Amborella is a genus of rare understory shrubs or small trees endemic to the island of New Caledonia. The genus consists of only a single species, Amborella trichopoda, and is the only member of the family Amborellaceae. Wood of Amborella lacks the vessels characteristic of most flowering plants. It is of great interest to plant systematists because molecular phylogenetic analyses consistently place it at or near the base of the flowering plant lineage. That is, it represents a line of flowering plants that diverged very early on (about 130 million years ago) from all the other extant species of flowering plants. Comparing characteristics of this basal angiosperm, other flowering plants and fossils may provide clues about how flowers first appeared—what Darwin called the "abominable mystery".

Amborella is a sprawling shrub or small tree up to eight meters high. It bears alternate or decussate, simple evergreen leaves without stipules. The leaves are two ranked, with distinctly serrated or rippled margins, and about 8 to 10 cm long.
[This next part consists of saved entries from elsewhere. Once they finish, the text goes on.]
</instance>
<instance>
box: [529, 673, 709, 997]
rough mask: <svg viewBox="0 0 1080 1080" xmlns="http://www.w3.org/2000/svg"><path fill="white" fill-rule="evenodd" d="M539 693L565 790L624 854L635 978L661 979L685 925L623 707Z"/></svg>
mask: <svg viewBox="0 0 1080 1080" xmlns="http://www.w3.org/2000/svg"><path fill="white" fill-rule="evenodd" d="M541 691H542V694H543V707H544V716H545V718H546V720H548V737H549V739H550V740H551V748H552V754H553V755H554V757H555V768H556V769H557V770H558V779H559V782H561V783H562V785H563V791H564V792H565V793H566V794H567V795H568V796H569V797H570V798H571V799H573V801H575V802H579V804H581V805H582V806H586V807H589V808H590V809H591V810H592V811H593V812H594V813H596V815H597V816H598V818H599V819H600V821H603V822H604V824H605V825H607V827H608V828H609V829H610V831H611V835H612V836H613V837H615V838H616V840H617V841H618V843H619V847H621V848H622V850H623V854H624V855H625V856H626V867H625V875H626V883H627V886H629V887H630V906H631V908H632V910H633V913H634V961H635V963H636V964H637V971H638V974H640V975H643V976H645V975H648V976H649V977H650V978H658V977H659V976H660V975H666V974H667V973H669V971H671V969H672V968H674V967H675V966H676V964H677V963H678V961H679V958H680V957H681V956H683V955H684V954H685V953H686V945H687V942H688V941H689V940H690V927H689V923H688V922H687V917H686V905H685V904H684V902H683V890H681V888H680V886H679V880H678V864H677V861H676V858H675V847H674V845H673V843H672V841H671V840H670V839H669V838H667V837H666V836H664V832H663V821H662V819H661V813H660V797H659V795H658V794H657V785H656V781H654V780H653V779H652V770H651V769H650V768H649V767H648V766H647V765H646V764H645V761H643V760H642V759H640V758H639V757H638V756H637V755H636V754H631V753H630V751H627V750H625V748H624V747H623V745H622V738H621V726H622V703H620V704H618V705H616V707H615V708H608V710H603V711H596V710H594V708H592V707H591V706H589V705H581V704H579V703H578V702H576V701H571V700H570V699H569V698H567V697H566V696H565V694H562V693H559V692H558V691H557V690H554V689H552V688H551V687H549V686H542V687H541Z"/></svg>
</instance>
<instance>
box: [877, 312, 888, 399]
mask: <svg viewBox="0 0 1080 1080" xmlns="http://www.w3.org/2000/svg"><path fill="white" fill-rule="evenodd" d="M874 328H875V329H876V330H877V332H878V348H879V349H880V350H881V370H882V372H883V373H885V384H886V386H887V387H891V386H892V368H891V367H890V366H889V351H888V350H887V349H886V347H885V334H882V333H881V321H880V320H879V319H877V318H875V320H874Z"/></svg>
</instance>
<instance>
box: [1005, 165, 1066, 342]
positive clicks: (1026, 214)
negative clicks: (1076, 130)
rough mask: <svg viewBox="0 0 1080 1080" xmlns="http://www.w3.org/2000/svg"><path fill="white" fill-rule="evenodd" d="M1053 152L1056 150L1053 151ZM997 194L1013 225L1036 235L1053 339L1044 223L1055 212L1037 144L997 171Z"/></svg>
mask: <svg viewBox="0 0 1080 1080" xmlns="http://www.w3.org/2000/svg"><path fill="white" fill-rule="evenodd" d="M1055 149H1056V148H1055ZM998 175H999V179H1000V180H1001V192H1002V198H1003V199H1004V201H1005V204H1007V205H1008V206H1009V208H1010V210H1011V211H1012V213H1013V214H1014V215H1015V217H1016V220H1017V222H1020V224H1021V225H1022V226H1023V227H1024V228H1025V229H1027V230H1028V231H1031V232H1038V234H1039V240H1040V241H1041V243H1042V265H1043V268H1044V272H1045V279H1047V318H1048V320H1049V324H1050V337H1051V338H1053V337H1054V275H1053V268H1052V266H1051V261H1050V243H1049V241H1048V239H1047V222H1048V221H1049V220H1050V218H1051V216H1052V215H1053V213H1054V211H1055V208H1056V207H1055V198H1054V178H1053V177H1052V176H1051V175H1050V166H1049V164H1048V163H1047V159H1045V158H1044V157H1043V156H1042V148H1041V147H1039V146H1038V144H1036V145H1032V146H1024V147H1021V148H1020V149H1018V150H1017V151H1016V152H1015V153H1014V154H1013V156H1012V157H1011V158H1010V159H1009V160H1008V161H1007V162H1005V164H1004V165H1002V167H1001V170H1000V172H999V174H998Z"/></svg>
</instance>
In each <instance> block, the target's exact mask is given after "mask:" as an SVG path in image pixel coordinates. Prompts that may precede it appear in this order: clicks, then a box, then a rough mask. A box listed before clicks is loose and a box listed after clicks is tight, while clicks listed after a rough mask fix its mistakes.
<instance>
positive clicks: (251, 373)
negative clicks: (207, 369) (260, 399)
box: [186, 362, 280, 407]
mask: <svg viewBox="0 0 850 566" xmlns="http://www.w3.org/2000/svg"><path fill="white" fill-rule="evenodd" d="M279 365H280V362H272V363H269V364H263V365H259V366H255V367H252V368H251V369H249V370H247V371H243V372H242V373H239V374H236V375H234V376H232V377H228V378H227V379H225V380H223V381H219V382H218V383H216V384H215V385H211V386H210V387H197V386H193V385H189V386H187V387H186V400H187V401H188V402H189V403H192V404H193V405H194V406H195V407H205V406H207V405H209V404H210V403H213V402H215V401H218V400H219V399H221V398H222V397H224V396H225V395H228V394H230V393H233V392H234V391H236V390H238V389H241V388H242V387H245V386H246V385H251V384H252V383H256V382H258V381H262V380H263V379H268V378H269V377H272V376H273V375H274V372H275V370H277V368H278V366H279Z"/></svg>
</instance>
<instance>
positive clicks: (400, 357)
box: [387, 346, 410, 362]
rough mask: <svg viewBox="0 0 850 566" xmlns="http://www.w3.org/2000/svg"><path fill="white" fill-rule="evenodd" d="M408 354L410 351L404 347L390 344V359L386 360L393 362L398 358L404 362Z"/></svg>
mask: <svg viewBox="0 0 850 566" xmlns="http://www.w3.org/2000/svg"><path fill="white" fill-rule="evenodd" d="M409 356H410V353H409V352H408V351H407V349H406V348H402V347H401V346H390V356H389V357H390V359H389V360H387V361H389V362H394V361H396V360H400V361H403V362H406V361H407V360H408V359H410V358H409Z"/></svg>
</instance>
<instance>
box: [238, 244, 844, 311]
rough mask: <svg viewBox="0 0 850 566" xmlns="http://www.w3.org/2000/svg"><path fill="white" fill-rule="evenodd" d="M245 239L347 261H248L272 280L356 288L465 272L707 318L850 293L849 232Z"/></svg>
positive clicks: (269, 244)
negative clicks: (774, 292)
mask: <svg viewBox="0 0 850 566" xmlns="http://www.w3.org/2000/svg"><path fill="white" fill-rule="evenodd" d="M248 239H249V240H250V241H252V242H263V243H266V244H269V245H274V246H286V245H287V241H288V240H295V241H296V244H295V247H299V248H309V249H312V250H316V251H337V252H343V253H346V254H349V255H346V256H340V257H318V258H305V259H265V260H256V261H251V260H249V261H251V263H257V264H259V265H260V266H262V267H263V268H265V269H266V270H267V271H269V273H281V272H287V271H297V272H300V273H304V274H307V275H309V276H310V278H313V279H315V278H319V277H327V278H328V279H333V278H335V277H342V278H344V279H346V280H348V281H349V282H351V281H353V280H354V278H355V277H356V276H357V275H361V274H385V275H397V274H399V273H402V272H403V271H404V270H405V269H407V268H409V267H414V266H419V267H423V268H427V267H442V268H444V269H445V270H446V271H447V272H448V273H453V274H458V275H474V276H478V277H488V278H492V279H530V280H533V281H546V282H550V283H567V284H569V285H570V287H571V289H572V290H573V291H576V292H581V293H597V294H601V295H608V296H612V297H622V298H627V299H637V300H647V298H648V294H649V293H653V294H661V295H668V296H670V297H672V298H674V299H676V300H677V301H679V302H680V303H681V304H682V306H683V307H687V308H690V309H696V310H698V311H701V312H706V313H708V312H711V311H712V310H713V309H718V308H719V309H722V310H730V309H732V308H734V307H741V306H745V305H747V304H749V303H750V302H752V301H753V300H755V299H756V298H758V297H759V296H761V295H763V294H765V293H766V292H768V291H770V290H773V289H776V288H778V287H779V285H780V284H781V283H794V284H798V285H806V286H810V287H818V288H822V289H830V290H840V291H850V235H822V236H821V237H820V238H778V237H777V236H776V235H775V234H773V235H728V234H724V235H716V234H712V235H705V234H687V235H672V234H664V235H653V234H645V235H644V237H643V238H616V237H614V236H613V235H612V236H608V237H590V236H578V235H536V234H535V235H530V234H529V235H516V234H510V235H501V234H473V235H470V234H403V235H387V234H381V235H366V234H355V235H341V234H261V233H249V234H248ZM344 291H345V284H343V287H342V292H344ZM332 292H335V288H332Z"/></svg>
The species is dioecious: each flower produces both stamens and carpels, but only one sex develops fully and is fertile in the flowers of an individual plant. The small, creamy white, inconspicuous flowers are arranged in terminal panicles of 2 to 30 flowers borne in the axils of foliage leaves. Each flower is subtended by bracts and has a perianth of tepals (undifferentiated sepals and petals) arranged in a spiral or possibly whorled at the periphery. These features suggest that, as with other basal angiosperms, there is a high degree of developmental plasticity. The bracts gradually transition into tepals, making it difficult to determine where a flower actually begins.